Abusando una vez más del juego de los signos, y mientras el ministro de Economía intentaba llegar a un acuerdo con el FMI para que no seamos “parias”, el Instituto Patria dispuso que su vocera para todo servicio, Hebe de Bonafini, manifestara su indignación por esas gestiones “deshonrosas”, practicadas de “rodillas” frente al poder financiero, y a Estela de Carlotto para que reclamara cárcel inmediata al principal líder de la oposición. El uso de las dos sacerdotisas de los antiguos derechos humanos en asuntos tan domésticos y desdorosos hiere profundamente la representación sagrada de estas dos damas: nadie nunca, ni el más reaccionario de los sectores sociales, les hizo tanto daño reputacional como los kirchneristas. Usar símbolos humanistas y reconocidos para tareas tan bajas es como incendiar una capilla de madera para hacer una barbacoa. Y como el hábito hace al monje, resulta que la arquitecta egipcia decidió repartir sotanas y administrar dos sellos abominables: el oscuro PJ bonaerense —responsable de la deforestación industrial y de múltiples pactos mafiosos, y de la consecuente pobreza estructural del conurbano— fue entregado al primogénito de la dinastía, y el inexistente PJ nacional —donde están los “suturados”, pejotistas con ánimo de “fragote”, como los describió alguna vez la propia doctora— a su regente vaciado de poder.
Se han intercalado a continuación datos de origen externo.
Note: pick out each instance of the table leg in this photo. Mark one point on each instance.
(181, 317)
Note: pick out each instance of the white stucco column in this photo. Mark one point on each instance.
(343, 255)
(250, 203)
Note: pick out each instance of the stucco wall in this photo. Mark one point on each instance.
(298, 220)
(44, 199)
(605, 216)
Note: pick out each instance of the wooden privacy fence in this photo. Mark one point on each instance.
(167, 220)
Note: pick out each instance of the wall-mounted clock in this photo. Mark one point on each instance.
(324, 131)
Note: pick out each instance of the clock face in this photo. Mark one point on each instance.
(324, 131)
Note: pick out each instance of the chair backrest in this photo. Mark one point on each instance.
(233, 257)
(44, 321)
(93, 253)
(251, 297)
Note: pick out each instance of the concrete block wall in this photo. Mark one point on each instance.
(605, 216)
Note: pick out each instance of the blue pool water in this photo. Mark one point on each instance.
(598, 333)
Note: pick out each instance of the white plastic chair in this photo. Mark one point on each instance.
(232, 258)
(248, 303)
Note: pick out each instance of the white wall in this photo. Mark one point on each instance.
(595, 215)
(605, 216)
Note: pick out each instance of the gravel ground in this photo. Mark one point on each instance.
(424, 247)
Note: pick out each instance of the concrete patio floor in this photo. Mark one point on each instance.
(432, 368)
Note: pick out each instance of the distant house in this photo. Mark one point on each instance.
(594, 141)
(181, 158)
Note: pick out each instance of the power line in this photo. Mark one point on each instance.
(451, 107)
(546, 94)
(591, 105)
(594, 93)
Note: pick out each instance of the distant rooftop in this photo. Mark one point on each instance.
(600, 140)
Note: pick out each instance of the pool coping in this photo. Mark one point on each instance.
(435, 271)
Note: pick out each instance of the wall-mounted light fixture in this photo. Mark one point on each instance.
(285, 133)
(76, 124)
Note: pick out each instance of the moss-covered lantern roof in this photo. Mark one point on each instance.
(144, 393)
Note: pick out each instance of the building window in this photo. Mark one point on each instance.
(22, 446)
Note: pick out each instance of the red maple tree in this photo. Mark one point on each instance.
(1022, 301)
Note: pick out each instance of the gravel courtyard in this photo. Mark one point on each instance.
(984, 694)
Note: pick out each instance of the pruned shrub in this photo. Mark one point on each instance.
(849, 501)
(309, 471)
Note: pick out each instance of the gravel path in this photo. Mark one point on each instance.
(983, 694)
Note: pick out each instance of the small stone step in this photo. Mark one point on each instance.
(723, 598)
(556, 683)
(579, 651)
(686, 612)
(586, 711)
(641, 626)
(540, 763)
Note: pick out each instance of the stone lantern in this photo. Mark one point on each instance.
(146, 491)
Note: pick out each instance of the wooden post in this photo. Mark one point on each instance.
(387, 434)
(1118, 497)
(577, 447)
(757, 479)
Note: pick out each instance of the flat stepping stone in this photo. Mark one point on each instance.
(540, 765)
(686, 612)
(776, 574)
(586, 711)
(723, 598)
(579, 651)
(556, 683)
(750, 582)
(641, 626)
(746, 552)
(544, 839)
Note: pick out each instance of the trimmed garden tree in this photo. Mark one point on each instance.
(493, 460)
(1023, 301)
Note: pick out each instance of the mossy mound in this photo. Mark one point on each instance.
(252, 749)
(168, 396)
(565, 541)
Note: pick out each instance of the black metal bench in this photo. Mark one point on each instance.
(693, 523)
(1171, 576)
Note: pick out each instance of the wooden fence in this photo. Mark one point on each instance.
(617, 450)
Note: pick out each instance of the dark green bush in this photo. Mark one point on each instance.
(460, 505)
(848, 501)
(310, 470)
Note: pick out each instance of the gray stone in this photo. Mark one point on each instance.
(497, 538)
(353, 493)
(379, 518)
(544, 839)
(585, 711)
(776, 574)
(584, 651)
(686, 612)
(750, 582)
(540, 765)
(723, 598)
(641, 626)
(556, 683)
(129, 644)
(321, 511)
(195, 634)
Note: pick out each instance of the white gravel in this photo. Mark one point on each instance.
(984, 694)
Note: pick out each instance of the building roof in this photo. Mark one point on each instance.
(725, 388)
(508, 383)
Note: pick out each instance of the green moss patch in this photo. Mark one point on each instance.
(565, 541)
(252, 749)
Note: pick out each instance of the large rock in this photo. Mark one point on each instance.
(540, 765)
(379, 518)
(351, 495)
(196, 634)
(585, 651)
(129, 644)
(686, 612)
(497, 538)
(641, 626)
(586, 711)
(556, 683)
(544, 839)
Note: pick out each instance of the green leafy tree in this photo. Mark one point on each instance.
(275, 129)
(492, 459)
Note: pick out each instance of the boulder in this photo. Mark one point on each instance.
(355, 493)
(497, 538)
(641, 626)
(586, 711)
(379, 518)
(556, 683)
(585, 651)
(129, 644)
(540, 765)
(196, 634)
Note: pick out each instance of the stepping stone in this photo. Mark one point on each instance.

La monarca de la calle Juncal, que se piensa a sí misma como una gestora magistral y está persuadida de que Kicillof fue un genio, le perdió a su presidente vicario toda confianza gestionaria. A esta altura, no solo se arrepiente de haber elegido a Fernández; también piensa que quizá podría haber ganado las elecciones sin necesidad de un señuelo. No se sabe cuán arraigado está este pálpito, pero lo cierto es que, en pleno año electoral, ella ha decretado el fin de la moderación, y que él se desvive por conformarla vapuleando a socios del Mercosur y dándole grandes alegrías a Nicolás Maduro. Es la apoteosis de la frivolidad simbólica, mientras la mishiadura real y las muertes acechan.